Chair of the Virginia Democratic Party
- In office January 13, 1990 – May 4, 1993
- Preceded by: Larry Framme
- Succeeded by: Mark Warner

Personal details
- Born: Palm Beach, Florida, U.S.
- Political party: Democratic
- Education: Syracuse University (JD, MPA)

= Paul Goldman (politician) =

American politician from Virginia

Paul Goldman is an American politician, attorney, activist, and political strategist who served as the chair of the Democratic Party of Virginia from 1990 to 1993. Goldman was a Democratic candidate for the 2021 Virginia lieutenant gubernatorial election.

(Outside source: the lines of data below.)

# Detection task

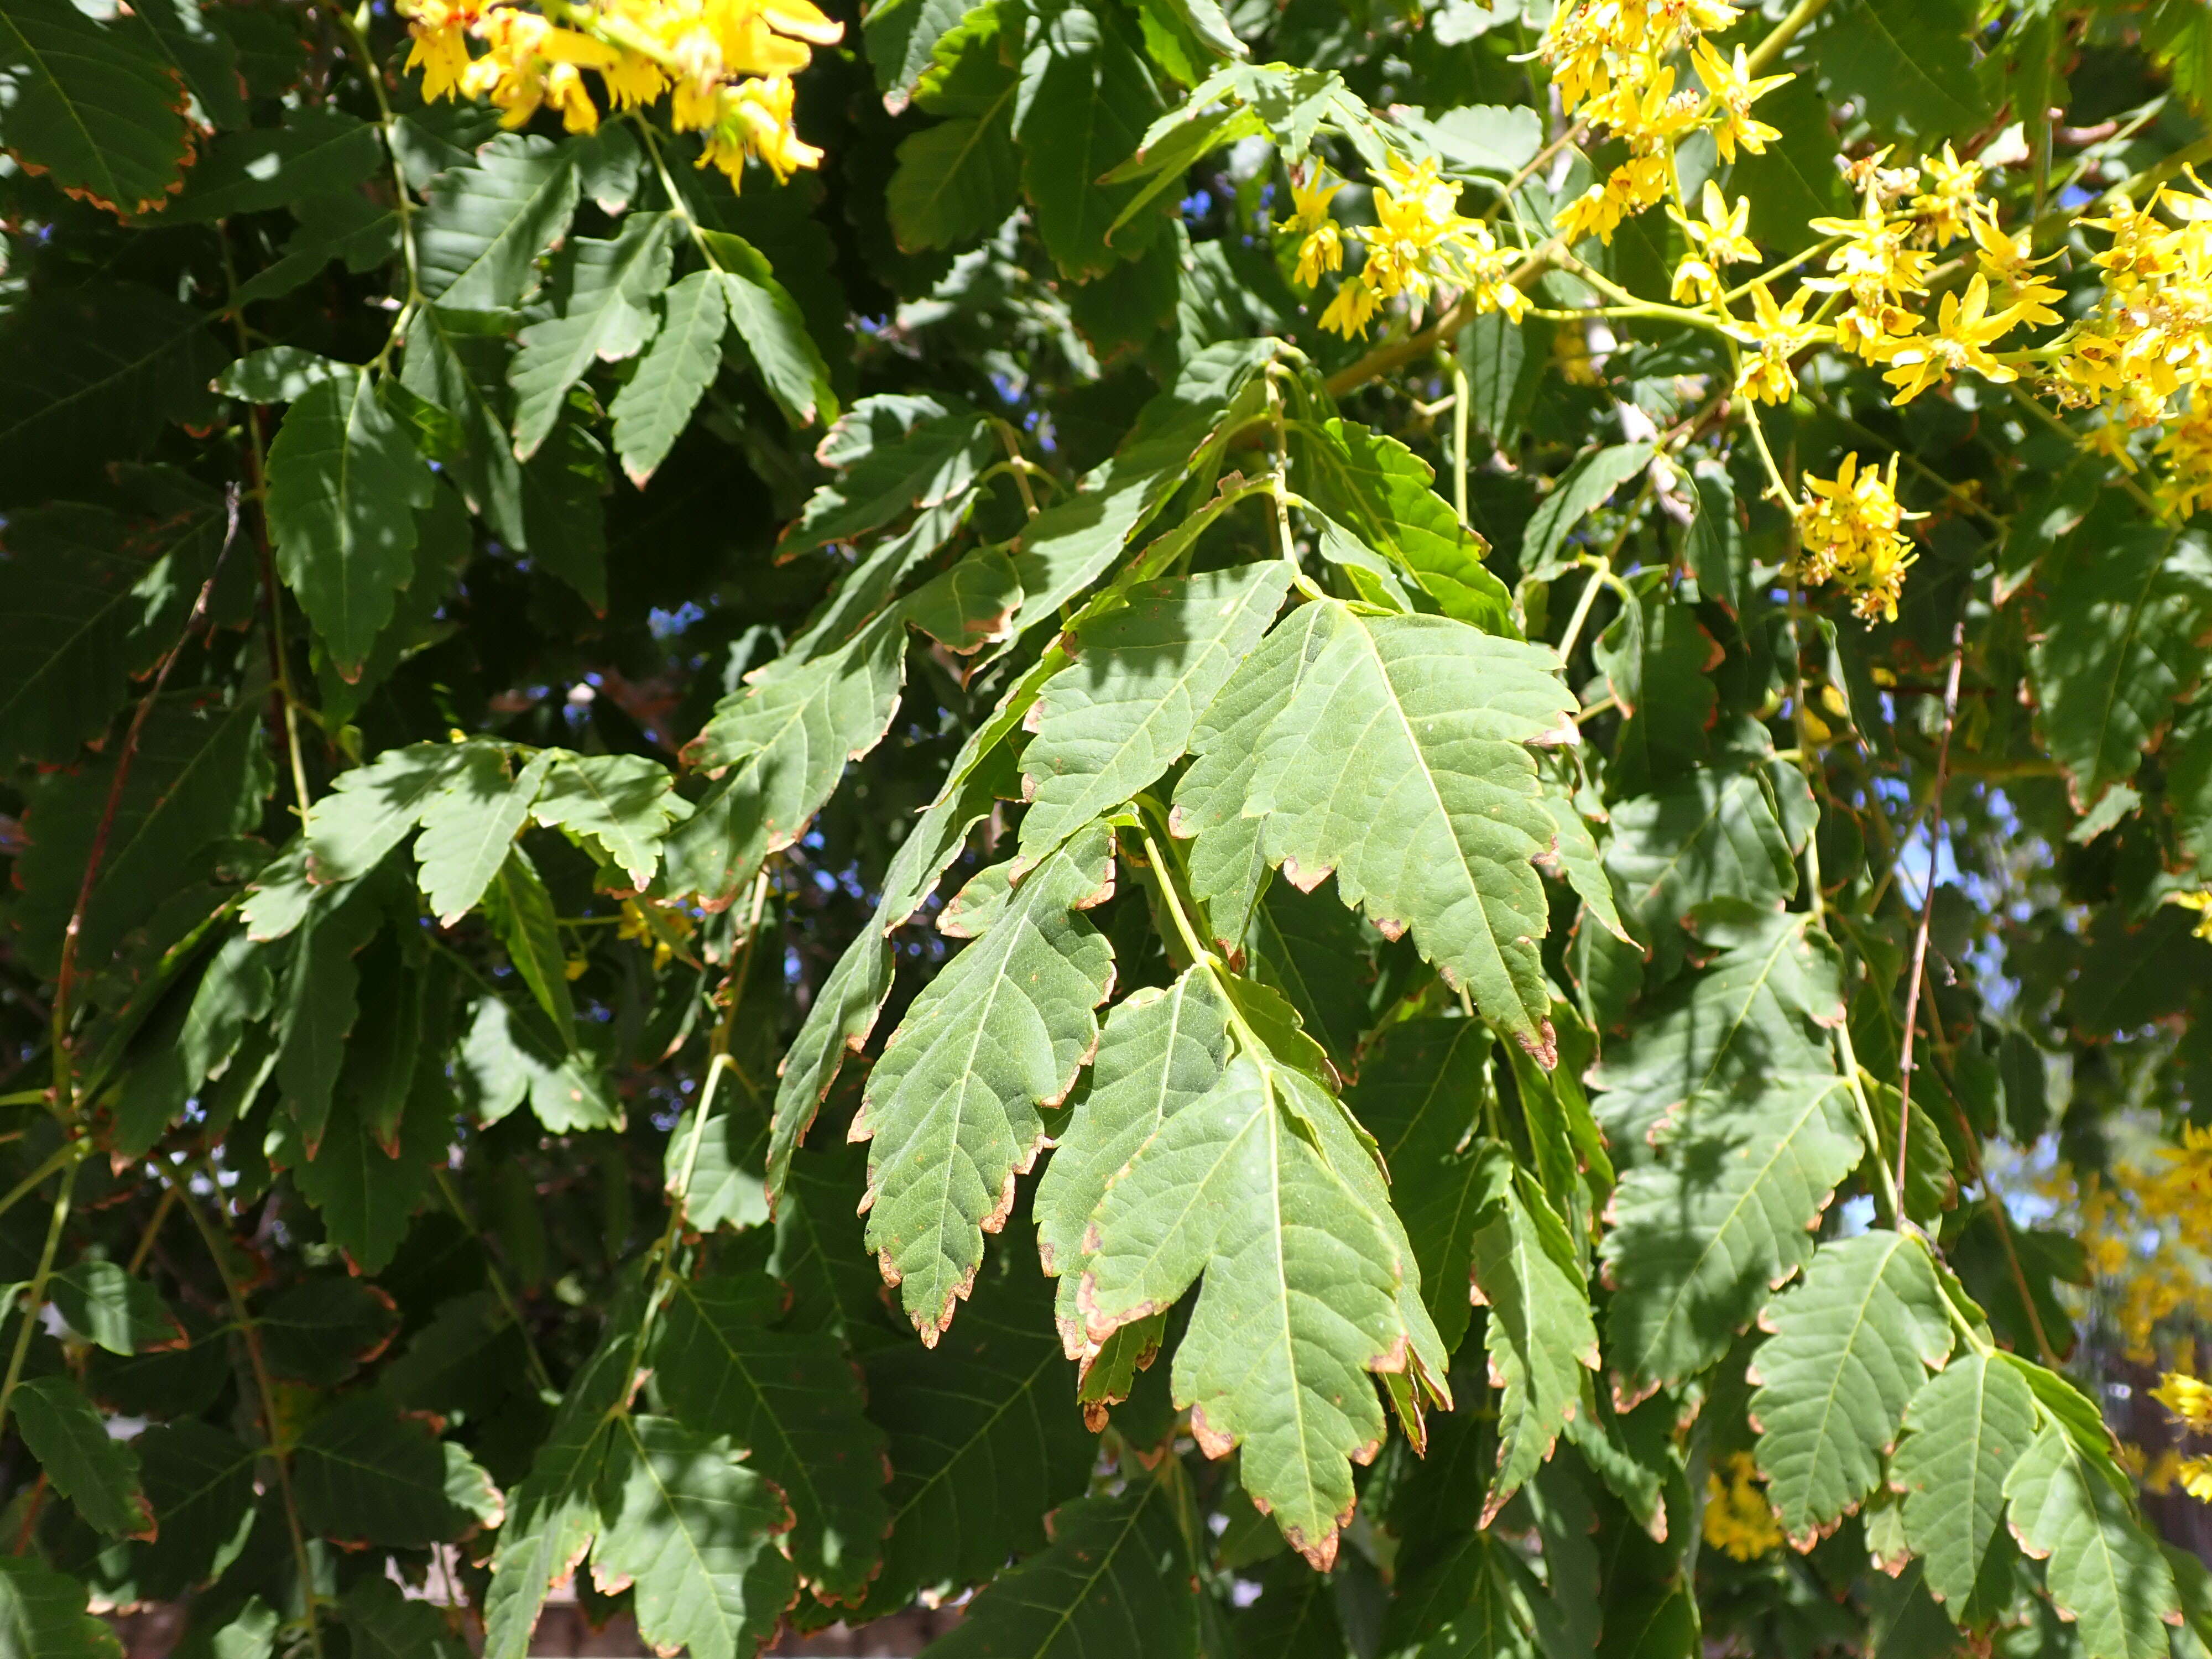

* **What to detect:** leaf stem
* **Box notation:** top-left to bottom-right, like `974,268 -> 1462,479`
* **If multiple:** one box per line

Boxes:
178,1173 -> 326,1657
0,1155 -> 79,1445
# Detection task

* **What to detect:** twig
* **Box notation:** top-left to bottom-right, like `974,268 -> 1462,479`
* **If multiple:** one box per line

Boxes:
1893,611 -> 1966,1206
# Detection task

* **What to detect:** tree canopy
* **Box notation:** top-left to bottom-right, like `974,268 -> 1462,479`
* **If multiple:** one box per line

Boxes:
6,0 -> 2212,1655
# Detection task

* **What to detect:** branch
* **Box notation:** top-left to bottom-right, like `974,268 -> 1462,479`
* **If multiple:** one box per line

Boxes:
1893,609 -> 1966,1204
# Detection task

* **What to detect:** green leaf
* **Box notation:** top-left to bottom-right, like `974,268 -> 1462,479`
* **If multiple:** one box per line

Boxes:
863,0 -> 974,96
1016,564 -> 1290,866
1348,1018 -> 1490,1354
607,269 -> 725,488
1014,2 -> 1167,276
0,1556 -> 122,1658
400,306 -> 528,548
858,1235 -> 1093,1611
520,405 -> 611,608
264,368 -> 435,678
483,1290 -> 641,1659
415,745 -> 550,925
920,1479 -> 1201,1659
291,1397 -> 499,1548
1171,598 -> 1333,945
1458,309 -> 1552,452
50,1261 -> 183,1355
14,1375 -> 153,1539
254,1276 -> 399,1385
510,211 -> 675,462
1520,443 -> 1653,578
482,846 -> 576,1045
166,107 -> 380,222
652,1272 -> 891,1603
1801,0 -> 1991,142
888,12 -> 1021,251
1473,1161 -> 1599,1524
2030,520 -> 2212,811
1035,967 -> 1235,1355
268,1061 -> 451,1273
666,614 -> 907,910
457,995 -> 622,1133
1748,1230 -> 1952,1547
529,752 -> 685,892
1588,903 -> 1847,1150
856,822 -> 1117,1339
591,1414 -> 800,1659
1228,603 -> 1579,1059
0,282 -> 226,505
1293,419 -> 1515,634
304,742 -> 468,884
2003,1420 -> 2182,1659
11,691 -> 269,982
1892,1349 -> 2036,1621
0,500 -> 220,764
701,229 -> 838,428
0,0 -> 192,216
1599,1071 -> 1863,1407
1080,1056 -> 1427,1568
1243,875 -> 1374,1071
415,132 -> 581,311
1593,587 -> 1719,795
1603,766 -> 1796,980
904,546 -> 1025,655
131,1421 -> 257,1599
774,394 -> 993,561
343,1577 -> 470,1659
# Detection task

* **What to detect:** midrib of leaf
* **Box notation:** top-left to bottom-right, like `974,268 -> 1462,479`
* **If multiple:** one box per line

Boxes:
1346,622 -> 1509,993
888,1342 -> 1063,1528
914,79 -> 1016,233
333,374 -> 371,648
1774,1232 -> 1910,1534
1686,922 -> 1807,1095
1620,787 -> 1731,910
0,12 -> 126,205
1025,1485 -> 1165,1657
1260,1093 -> 1326,1536
1627,1077 -> 1845,1384
667,1283 -> 821,1527
1850,0 -> 1975,123
619,1416 -> 724,1611
0,308 -> 205,450
439,157 -> 573,304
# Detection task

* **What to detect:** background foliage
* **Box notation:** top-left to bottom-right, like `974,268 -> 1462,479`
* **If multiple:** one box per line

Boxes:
7,0 -> 2212,1655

== Early life and education ==
Goldman was born into a prominent family in Palm Beach, Florida. He earned a Juris Doctor and Master of Public Administration from Syracuse University. As an undergraduate, he worked on Dan Walker's campaign for Governor of Illinois.

== Career ==
After college, Goldman worked on Robert F. Kennedy 1968 presidential campaign. He later worked a volunteer in the Cabrini–Green Homes. In 1973, he began working as an attorney in the New Jersey Department of Consumer Protection. Goldman then served on the gubernatorial campaign of Hugh Carey. Goldman relocated to Virginia to work as a campaign consultant for Chuck Robb.

Prior to serving as state Democratic Party chair, Goldman worked as an attorney. He then served on the campaign of Douglas Wilder. He had previously worked as the campaign manager for Henry Howell, who was elected Lieutenant Governor of Virginia in 1970. Goldman led the 2003 Richmond elected mayor ballot initiative and was later a candidate for Richmond City Council. Goldman has since worked as a political operative in Richmond, Virginia, supporting various changes to the city charter. Goldman has also worked as a public education advocate, and frequently lobbies the Virginia General Assembly to support school modernization.

Goldman has written columns on education policy for The New York Times, The Washington Post, The Hill, and Politico.